N.: Zu klären sind die Versicherungs-Sachverhalte bei
a) valvero / vallog
b) Watchmaster

Frage: Ist jedes Schließfach einzeln versichert oder alle Schließfächer in einer Versicherungssumme?
N.: Jedes Schließfach hat eine Grundabsicherung in Höhe von 30.000 EUR. Da die Schließfachinhaber die Inhalte eigenständig ändern können, schwanken die Werte. Daher werden die Schließfächer entsprechend ihrem aktuellen Inhaltswert jedes Quartal nachbewertet. Die aktualisierten Inhaltswerte werden in einer Quartalsmeldung (Excel-Liste) an die Versicherung gegeben, daraus wird der jeweilige Versicherungsbeitrag für die Schließfächer errechnet. Zuletzt lag der MVG die Liste für die Monate August bis Oktober 2022 vor.
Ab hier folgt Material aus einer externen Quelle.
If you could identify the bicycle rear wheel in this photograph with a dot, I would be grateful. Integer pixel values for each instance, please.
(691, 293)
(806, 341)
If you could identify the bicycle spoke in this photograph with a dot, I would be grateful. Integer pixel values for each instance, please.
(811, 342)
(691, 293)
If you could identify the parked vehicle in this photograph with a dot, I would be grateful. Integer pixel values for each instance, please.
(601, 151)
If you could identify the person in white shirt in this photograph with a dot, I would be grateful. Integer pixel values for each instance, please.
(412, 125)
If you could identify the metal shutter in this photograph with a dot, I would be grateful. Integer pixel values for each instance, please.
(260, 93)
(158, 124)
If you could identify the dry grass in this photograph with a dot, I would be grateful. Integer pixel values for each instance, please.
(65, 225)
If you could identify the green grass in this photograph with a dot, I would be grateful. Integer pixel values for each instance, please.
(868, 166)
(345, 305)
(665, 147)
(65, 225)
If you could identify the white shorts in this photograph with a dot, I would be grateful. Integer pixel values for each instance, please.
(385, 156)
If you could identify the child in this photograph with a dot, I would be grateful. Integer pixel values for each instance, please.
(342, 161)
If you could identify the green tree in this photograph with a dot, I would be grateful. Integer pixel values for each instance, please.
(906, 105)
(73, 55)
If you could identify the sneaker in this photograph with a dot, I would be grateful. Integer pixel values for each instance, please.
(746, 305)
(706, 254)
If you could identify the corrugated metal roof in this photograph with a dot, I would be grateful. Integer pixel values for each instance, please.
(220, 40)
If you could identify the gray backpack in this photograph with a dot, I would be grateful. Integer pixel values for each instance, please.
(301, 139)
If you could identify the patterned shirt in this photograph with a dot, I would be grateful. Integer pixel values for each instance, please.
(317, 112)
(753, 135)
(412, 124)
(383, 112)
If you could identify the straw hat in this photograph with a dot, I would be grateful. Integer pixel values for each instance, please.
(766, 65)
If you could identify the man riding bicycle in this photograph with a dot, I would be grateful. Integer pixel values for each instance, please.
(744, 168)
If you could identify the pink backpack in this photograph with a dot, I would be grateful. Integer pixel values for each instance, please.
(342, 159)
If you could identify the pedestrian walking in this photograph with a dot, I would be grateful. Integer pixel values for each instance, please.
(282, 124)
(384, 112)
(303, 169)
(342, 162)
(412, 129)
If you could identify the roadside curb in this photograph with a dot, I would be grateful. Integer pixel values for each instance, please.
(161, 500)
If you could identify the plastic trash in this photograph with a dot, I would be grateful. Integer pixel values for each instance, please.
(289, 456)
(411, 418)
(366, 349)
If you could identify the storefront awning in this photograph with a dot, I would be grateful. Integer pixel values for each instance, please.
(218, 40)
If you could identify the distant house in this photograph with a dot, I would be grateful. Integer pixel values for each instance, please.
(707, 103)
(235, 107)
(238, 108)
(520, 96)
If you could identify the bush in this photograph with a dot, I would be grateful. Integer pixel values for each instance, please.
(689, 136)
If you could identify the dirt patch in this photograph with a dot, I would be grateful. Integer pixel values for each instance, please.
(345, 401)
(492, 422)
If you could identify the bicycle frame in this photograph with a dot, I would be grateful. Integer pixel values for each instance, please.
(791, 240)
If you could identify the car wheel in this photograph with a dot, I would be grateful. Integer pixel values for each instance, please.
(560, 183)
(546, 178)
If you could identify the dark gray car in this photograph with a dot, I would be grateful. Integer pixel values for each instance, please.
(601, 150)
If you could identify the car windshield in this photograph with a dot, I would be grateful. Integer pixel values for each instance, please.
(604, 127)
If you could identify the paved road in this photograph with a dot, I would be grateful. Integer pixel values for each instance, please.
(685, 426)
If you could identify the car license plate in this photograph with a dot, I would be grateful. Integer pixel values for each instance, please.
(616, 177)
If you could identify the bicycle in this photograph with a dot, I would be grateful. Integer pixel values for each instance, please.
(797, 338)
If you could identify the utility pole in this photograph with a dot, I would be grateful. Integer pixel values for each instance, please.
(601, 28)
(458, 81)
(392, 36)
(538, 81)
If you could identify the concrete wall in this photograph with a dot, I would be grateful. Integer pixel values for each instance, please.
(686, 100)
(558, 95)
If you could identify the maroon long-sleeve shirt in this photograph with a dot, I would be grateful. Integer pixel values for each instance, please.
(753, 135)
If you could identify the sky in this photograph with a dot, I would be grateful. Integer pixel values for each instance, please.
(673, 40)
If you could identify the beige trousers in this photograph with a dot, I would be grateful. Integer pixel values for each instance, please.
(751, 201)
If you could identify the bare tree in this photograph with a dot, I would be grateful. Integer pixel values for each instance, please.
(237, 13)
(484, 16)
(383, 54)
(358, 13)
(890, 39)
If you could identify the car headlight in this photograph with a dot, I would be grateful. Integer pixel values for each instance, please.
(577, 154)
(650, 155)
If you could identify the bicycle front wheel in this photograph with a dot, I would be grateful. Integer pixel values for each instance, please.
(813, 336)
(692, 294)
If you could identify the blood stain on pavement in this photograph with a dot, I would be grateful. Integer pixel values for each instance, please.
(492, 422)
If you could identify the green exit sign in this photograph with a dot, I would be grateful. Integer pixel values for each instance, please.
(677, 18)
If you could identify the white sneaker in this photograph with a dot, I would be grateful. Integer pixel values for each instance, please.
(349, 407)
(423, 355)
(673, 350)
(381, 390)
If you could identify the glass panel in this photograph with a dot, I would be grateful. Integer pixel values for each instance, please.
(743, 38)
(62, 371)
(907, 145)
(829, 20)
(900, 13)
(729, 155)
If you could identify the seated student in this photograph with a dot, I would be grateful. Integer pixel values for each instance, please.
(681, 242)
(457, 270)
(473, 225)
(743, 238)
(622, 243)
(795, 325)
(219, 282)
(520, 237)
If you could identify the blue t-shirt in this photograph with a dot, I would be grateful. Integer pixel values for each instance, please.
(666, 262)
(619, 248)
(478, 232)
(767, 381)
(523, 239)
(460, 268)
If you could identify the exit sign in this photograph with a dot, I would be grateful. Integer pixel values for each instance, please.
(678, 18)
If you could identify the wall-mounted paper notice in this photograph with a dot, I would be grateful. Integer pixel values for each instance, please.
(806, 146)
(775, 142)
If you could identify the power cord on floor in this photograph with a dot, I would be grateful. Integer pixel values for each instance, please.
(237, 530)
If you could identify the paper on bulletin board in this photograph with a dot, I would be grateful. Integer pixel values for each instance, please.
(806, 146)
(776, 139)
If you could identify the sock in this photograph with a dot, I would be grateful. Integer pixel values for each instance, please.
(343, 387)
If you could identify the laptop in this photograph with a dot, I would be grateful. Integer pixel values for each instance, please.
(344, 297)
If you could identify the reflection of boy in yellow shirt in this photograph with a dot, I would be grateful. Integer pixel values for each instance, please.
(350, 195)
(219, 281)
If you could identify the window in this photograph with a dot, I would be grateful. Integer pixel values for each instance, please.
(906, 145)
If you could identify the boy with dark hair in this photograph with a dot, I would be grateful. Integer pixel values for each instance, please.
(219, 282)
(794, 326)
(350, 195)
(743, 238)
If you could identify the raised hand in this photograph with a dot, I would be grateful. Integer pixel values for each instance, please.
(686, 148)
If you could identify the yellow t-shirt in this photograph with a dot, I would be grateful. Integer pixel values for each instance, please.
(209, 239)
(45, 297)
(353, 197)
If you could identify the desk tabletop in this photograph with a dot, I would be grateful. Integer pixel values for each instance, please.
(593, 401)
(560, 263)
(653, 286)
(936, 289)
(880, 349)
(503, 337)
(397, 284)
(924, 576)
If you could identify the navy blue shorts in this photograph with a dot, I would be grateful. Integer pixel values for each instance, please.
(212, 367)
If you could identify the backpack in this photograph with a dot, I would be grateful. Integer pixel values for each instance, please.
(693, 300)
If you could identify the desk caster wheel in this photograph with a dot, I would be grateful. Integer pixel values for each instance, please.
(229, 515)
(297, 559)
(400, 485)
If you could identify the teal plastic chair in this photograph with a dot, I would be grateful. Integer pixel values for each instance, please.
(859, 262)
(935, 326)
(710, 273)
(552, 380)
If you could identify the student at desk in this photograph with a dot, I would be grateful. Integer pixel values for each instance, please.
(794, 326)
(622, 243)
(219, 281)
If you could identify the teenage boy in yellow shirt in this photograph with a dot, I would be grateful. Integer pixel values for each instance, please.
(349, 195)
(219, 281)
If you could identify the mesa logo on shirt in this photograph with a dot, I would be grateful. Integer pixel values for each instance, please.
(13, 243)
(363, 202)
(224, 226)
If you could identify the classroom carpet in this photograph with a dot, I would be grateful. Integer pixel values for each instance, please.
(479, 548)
Frage: Wie viele Schließfächer hatten die Unternehmen vallog und Watchmaster?
N.: aus meiner Erinnerung waren es bei der vallog ca. 300 Schließfächer, die genaue Zahl müsste ich nachschauen. Bei Watchmaster lagerten 2022 in Regalen hochpreisige Uhren namhafter Hersteller in Höhe von ca. 22 Mio. EUR.

Frage: Welche Grundbedingungen müssen für die Versicherung der Schließfächer erfüllt sein?
N.:

  • der Lagerort:
    da die vallog über einen ehemaligen Hochsicherheits-Tresor verfügte, war diese Grundforderung
    erfüllt.
  • eine Risikobeschreibung,
    die vorliegt.
  • Verschlußvorschriften
  • Sicherheitstechnik (EMA, Brand, Video).

Frage: Hat die MVG diese Bedingungen bei der vallog geprüft?
N.: Der Kunde (vallog) ließ sich durch einen Makler vertreten, zu dem bestand der Kontakt.

Frage: Wie erfolgte die Absicherung des Kundenverkehrs?
N.: Über eine Schleuse (Zutritt), die Tresortür und die Anwesenheit von zwei Sicherheitsmitarbeitern. Die Tresortür war entweder offen oder geschlossen, woraus sich ein unterschiedliches Zutrittsrisiko ableitet, das ebenfalls von der MVG bewertet wurde.

Frage: Wann wurde der MVG der bevorstehende Wechsel des Sicherheitsunternehmens WISAG
bekannt?
N.: Ich denke, es war am 07.November 2023 durch die vallog.

Frage: Wurde ein Grund für den Wechsel angegeben?
N.: ja, wegen einer anstehenden vertraglichen Preiserhöhung um 25%

Frage: Wurde das neue Sicherheitsunternehmen „Flash-Security“ durch die MVG überprüft?
N: Ich glaube, die Unterlagen wurden durch den Makler vorgelegt. Wie bekannt, stellte sich erst später heraus, dass es „Fake“-Unterlagen waren, die vorgelegt wurden.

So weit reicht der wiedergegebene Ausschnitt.